We’ll Leave the Light on for You


Tom Bodett was working as a radio host for NPR’s All Things Considered show when an advertising agency thought he sounded like someone who would stay at a Motel 6. They hired Tom to record a commercial for them and he ad-libbed the famous line, “We’ll leave the light on for you.”

Most of us in the United States know what the tag line means, but to 50 million Africans (seven out of ten) who do not have electricity, they would probably not understand it. When I saw the plea on www.one.org (ONE) to help Africans get power for the first time, it resonated with me.

In my previous position with a higher education nonprofit, I helped the academic departments raise money for student projects. In 2010, Professor Dr. Slobodan Petrovic told me about Solar Hope.
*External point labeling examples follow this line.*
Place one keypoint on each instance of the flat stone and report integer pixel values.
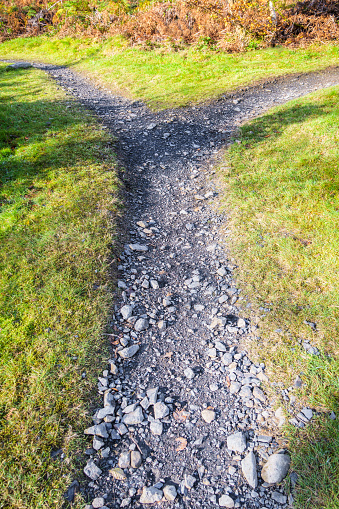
(127, 353)
(156, 428)
(278, 497)
(134, 418)
(249, 469)
(99, 429)
(141, 324)
(92, 470)
(150, 495)
(189, 481)
(276, 468)
(124, 460)
(98, 502)
(170, 492)
(208, 415)
(236, 442)
(136, 459)
(138, 247)
(160, 410)
(126, 312)
(189, 373)
(226, 501)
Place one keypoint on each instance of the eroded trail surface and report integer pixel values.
(183, 415)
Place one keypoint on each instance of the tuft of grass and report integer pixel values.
(166, 78)
(282, 188)
(58, 200)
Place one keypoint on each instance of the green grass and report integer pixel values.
(58, 200)
(282, 191)
(165, 78)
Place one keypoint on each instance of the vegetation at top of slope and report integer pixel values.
(224, 25)
(58, 205)
(164, 79)
(282, 190)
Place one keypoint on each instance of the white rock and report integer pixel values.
(92, 471)
(136, 459)
(156, 428)
(134, 418)
(236, 442)
(276, 468)
(150, 495)
(170, 492)
(127, 353)
(208, 415)
(226, 501)
(138, 247)
(160, 410)
(126, 311)
(249, 469)
(141, 324)
(189, 373)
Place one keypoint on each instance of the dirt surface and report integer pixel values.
(176, 280)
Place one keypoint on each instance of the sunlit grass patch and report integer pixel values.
(164, 77)
(58, 200)
(282, 192)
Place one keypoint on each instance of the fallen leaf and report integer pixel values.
(182, 443)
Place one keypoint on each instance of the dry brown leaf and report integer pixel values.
(182, 443)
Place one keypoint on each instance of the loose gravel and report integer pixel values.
(184, 422)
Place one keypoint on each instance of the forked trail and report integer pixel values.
(183, 412)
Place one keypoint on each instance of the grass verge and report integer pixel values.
(58, 200)
(282, 188)
(165, 78)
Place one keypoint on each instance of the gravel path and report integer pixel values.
(183, 410)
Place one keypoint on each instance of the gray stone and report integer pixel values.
(92, 470)
(170, 492)
(160, 410)
(208, 415)
(278, 497)
(128, 352)
(189, 373)
(126, 312)
(20, 65)
(236, 442)
(189, 481)
(107, 410)
(98, 502)
(134, 418)
(124, 460)
(276, 468)
(136, 459)
(141, 324)
(152, 395)
(156, 428)
(249, 469)
(226, 501)
(138, 247)
(150, 495)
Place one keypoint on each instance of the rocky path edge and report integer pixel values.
(184, 422)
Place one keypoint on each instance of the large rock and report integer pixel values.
(276, 468)
(150, 495)
(249, 469)
(236, 442)
(134, 418)
(92, 470)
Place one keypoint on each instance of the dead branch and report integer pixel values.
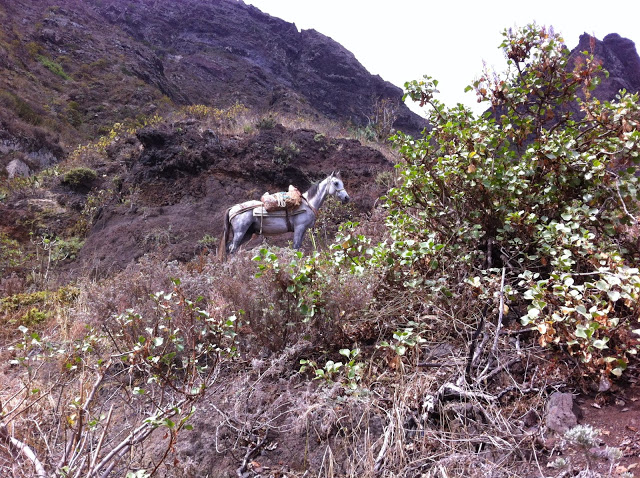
(251, 452)
(500, 314)
(25, 450)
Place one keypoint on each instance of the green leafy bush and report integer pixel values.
(53, 67)
(79, 178)
(542, 186)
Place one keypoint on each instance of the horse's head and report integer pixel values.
(336, 188)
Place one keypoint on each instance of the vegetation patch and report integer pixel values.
(53, 67)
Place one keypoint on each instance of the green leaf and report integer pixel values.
(614, 295)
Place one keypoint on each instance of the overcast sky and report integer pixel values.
(401, 40)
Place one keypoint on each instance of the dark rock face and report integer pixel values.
(619, 57)
(225, 51)
(185, 176)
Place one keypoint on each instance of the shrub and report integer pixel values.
(532, 189)
(53, 67)
(79, 179)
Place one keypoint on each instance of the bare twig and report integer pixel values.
(94, 458)
(500, 314)
(25, 450)
(251, 452)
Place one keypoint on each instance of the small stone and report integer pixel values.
(559, 414)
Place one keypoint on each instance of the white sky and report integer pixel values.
(401, 40)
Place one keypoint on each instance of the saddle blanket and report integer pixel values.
(259, 210)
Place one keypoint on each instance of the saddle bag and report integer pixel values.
(286, 200)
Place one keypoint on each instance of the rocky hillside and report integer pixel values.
(70, 69)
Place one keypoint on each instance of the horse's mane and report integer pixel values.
(313, 190)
It is a nonprofit that he established to bring renewable energy to underdeveloped regions of the world by installing an incredible amount of renewable energy power in Africa by the year 2020. He took the first group of students to Tanzania in 2010.

According to the ONE website, energy access has enormous implications for basic quality of life, such as the ability of a pregnant woman facing a difficult labor in the middle of the night to be treated at a hospital with lights and functioning equipment. It provides refrigeration for childhood vaccines, allows students to study after dark and lights street lamps that help make it safer for girls to walk to school in the early morning hours. It is essential for irrigating crops, powering up small businesses, and creating jobs.
During their first trip to Africa, the students and Dr. Petrovic installed donated solar panels in a small village that had never had power before. Many villagers owned cell phones, but they had to walk 20 to 30 miles to the nearest village to recharge them. The students spent several weeks working among the villagers and bonding with them. The students had their lives changed as much by the experience, as the villagers did by getting power for the first time.
To celebrate the last night in the village, the students showed a movie that they had brought with them from home. There was sheer amazement on the faces of villagers as they watched their very first movie ever.

The ONE website describes a bill that is in the House of Representatives designed to bring electricity to 50 million Africans for the first time. It provides $7 billion from the government and is matched with $9 billion from the private sector. As of today, they have 97,894 signatures of their 100,000 goal to support passage of the bill.
For today’s gift, I added my name to the petition to let our representatives know that it’s time to electrify Africa. And then they won’t need Tom Bodett to leave the light on for them, they can do it themselves.